In the WSJ today, I saw where the FTC had set up new disclosure rules for the $1.5 Trillion franchise industry that will take away many of the previous hiding spots for trouble. Litigation and turnover are now going to be more out in the open, as are territory exclusivity. Franchises can also receive applications without an in-person meeting, such as via a secure website, streamlining the sales process of a new franchise. (I’m not so sure that’s a good idea.)
Running a franchise is a unique business endeavor. After all, franchisees aren’t quite entrepreneurs — they have to run their businesses according to their parent company’s rules — and aren’t employees, either, because they’ve invested their own money in the store or service they’re running. Inc Magazine.

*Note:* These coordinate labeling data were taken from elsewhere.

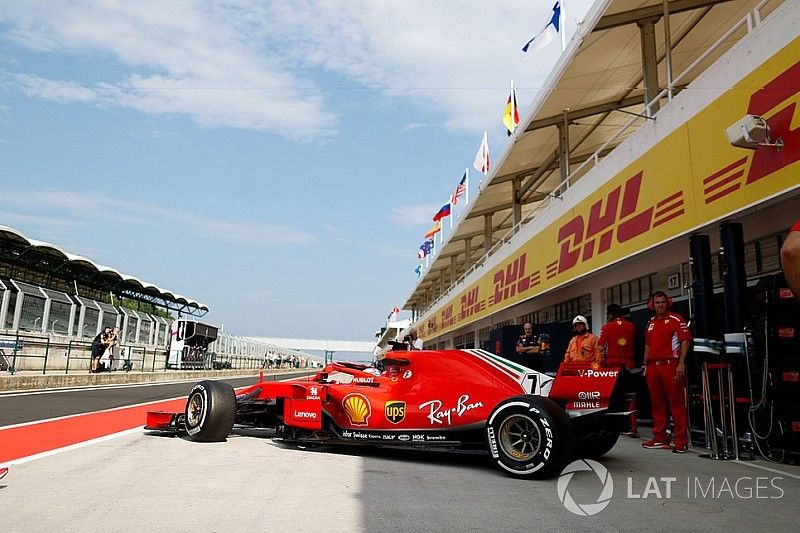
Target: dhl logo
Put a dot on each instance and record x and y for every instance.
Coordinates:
(470, 303)
(614, 217)
(777, 102)
(447, 317)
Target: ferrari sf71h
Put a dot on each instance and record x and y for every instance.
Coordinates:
(530, 423)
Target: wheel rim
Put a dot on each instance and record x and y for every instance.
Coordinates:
(194, 410)
(520, 437)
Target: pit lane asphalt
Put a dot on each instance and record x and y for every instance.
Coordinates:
(140, 482)
(28, 406)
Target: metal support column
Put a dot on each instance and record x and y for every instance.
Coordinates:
(487, 233)
(563, 151)
(647, 32)
(667, 49)
(516, 206)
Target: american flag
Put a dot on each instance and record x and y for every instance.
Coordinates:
(460, 188)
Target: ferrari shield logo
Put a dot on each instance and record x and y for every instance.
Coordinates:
(395, 411)
(357, 409)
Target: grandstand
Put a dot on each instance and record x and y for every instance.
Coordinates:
(50, 298)
(620, 158)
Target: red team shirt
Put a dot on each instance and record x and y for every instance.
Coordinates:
(664, 336)
(617, 336)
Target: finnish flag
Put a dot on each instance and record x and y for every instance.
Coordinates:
(546, 36)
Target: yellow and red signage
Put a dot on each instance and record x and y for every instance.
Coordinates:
(689, 179)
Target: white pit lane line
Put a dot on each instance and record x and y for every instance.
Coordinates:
(78, 445)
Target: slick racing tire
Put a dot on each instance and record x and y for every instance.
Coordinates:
(595, 445)
(210, 411)
(529, 436)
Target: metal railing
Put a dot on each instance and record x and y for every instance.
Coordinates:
(750, 21)
(20, 345)
(24, 352)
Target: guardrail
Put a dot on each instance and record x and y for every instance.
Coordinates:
(749, 21)
(17, 344)
(25, 352)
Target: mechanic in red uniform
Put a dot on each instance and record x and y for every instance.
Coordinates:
(616, 342)
(666, 345)
(790, 259)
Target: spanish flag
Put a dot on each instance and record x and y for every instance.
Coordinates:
(511, 116)
(434, 230)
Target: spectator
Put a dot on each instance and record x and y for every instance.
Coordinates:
(415, 343)
(666, 345)
(113, 347)
(616, 344)
(790, 259)
(528, 346)
(99, 345)
(583, 347)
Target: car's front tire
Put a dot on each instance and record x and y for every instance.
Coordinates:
(529, 436)
(210, 411)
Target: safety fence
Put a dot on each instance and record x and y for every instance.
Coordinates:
(44, 354)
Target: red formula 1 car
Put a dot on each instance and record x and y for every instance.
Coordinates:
(530, 423)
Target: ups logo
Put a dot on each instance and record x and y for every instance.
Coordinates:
(395, 411)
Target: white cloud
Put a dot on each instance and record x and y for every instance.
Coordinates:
(239, 63)
(58, 91)
(185, 58)
(130, 213)
(451, 56)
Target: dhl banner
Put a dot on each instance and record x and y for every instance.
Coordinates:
(688, 179)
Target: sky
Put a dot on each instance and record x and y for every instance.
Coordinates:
(277, 161)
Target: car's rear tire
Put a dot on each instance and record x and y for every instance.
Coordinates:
(529, 436)
(210, 411)
(595, 445)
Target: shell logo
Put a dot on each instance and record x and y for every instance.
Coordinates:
(357, 409)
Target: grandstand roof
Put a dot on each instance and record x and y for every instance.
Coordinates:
(18, 250)
(596, 87)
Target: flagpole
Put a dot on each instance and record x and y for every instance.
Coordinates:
(452, 212)
(467, 186)
(513, 107)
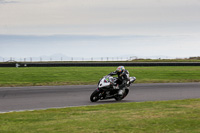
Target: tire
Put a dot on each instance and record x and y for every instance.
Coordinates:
(94, 96)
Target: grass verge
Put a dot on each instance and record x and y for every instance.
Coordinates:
(152, 117)
(33, 76)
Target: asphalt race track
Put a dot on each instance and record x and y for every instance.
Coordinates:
(43, 97)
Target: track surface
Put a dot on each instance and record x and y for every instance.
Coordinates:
(42, 97)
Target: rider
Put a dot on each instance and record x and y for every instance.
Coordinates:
(123, 77)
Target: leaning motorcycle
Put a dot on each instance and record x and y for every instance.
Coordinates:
(107, 89)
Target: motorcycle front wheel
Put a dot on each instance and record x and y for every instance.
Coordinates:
(119, 98)
(94, 96)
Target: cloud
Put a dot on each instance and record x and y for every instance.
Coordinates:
(100, 17)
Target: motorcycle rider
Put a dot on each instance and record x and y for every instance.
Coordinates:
(123, 78)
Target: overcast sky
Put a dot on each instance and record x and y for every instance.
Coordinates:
(100, 28)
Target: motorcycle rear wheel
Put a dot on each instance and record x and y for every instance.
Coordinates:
(94, 96)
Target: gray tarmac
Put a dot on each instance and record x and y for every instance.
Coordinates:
(43, 97)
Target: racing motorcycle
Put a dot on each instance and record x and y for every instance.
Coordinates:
(108, 88)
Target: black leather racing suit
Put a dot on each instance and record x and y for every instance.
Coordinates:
(123, 77)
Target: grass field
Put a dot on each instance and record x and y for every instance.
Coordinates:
(32, 76)
(182, 116)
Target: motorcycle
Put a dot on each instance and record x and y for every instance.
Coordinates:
(108, 88)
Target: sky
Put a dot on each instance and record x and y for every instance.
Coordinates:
(100, 28)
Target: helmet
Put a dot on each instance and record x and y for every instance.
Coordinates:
(120, 69)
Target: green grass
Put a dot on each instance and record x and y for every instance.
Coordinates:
(181, 116)
(32, 76)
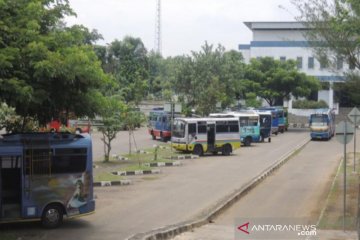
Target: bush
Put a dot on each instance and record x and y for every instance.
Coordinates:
(308, 104)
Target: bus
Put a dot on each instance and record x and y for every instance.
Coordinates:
(206, 135)
(45, 176)
(159, 125)
(274, 119)
(322, 124)
(249, 125)
(265, 125)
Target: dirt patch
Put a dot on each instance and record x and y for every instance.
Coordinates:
(333, 216)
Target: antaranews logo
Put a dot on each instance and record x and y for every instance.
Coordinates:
(244, 228)
(274, 228)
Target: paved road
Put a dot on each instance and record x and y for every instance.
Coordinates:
(296, 190)
(179, 194)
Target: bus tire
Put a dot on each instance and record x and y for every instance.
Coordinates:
(226, 150)
(198, 150)
(162, 138)
(247, 141)
(52, 216)
(262, 139)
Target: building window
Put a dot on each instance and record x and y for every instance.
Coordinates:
(299, 62)
(339, 63)
(323, 63)
(311, 63)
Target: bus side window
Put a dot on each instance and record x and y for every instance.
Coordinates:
(192, 129)
(201, 128)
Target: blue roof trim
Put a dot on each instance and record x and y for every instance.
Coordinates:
(244, 46)
(331, 78)
(280, 44)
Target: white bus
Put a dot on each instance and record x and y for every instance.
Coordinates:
(249, 125)
(206, 135)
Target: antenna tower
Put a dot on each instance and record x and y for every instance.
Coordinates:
(158, 27)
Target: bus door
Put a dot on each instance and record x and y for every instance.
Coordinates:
(211, 135)
(10, 186)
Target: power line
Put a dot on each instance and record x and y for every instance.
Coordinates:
(158, 28)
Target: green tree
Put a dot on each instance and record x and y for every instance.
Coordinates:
(274, 80)
(112, 117)
(46, 67)
(334, 28)
(208, 77)
(127, 61)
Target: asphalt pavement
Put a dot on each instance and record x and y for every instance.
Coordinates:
(176, 195)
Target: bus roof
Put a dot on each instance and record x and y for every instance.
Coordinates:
(325, 111)
(208, 119)
(235, 114)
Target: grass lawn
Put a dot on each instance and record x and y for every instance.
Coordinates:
(106, 176)
(333, 214)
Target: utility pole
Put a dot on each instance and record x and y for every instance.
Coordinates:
(158, 28)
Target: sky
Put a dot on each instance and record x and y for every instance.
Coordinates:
(185, 24)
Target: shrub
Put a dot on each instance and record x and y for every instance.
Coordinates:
(308, 104)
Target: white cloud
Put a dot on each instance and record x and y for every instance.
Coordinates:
(186, 25)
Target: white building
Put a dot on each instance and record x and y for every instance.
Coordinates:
(285, 40)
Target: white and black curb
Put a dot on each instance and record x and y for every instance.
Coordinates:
(137, 172)
(171, 231)
(142, 152)
(181, 157)
(120, 158)
(163, 164)
(112, 183)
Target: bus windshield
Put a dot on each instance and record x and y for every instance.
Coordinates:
(178, 129)
(318, 120)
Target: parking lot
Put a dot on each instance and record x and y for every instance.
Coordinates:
(176, 195)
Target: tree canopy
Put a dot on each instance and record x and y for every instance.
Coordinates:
(274, 80)
(46, 67)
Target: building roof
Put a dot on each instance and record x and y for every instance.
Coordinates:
(276, 25)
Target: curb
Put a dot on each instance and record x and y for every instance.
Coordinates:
(173, 230)
(184, 157)
(299, 125)
(137, 172)
(111, 183)
(163, 164)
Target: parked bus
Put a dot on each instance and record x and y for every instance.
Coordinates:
(249, 125)
(274, 119)
(322, 124)
(160, 124)
(206, 135)
(265, 125)
(44, 176)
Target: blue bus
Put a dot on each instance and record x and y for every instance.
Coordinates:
(265, 118)
(159, 125)
(249, 125)
(274, 118)
(322, 124)
(45, 176)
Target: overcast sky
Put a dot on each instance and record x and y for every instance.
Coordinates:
(186, 24)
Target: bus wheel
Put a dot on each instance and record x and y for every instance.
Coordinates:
(247, 141)
(52, 216)
(226, 150)
(162, 138)
(262, 139)
(198, 150)
(78, 131)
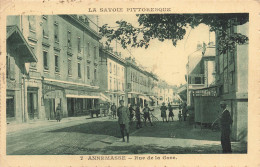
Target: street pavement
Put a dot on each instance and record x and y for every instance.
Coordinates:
(86, 136)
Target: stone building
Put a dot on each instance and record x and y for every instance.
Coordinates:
(112, 75)
(165, 93)
(18, 56)
(67, 49)
(200, 69)
(141, 84)
(232, 82)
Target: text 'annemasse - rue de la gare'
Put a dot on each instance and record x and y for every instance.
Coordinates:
(129, 9)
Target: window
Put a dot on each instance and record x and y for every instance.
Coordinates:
(8, 70)
(31, 20)
(69, 39)
(79, 70)
(79, 45)
(45, 60)
(231, 78)
(114, 83)
(231, 57)
(45, 26)
(198, 80)
(95, 52)
(88, 48)
(95, 74)
(57, 69)
(56, 32)
(110, 67)
(69, 67)
(110, 83)
(88, 72)
(226, 83)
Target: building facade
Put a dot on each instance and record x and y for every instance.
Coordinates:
(232, 82)
(200, 69)
(67, 49)
(165, 93)
(18, 57)
(141, 85)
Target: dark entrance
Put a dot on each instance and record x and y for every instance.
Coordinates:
(32, 102)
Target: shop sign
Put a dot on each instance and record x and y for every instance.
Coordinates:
(53, 94)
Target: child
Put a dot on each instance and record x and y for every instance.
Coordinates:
(179, 115)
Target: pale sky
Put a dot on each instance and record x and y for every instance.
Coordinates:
(164, 59)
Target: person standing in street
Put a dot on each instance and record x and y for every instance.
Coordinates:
(138, 116)
(131, 110)
(171, 115)
(163, 112)
(179, 115)
(123, 120)
(146, 112)
(225, 124)
(184, 111)
(58, 113)
(113, 109)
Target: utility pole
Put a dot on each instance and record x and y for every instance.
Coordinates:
(188, 100)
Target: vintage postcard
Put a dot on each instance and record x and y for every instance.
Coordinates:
(132, 83)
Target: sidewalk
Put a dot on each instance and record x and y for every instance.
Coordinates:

Even if these new rules hadn’t happened, franchises that hid lots of dirty laundry from potential franchisees were being found out anyhow. Social media and forums was already stripping away some of the barriers to knowledge.
The franchise success depends on competence and compliance as well as the competence of the franchisee. While the franchise offers training and often grand-opening assistance, there is no way for them to know if the business is going to succeed. Franchises are not a magic bullet, and many customers simply aren’t doing their homework. So what you have after a while is a bell curve of success. On one end, savvy owners making a lot of money and living a great lifestyle – while the “fail” end of the bell curve is full of very loudly upset people – often losing a life savings as they go down.
With consumer-generated-media, the franchises are faced with a really hairy reputation monitoring problem where the brand is only as strong as the weakest location. Unlike company-owned stores, business model franchises have pretty minimal control over their brand name once a franchise is launched.
Franchise brands are like the dancer with big feet, or the boxer with a big head – it’s just such a big target!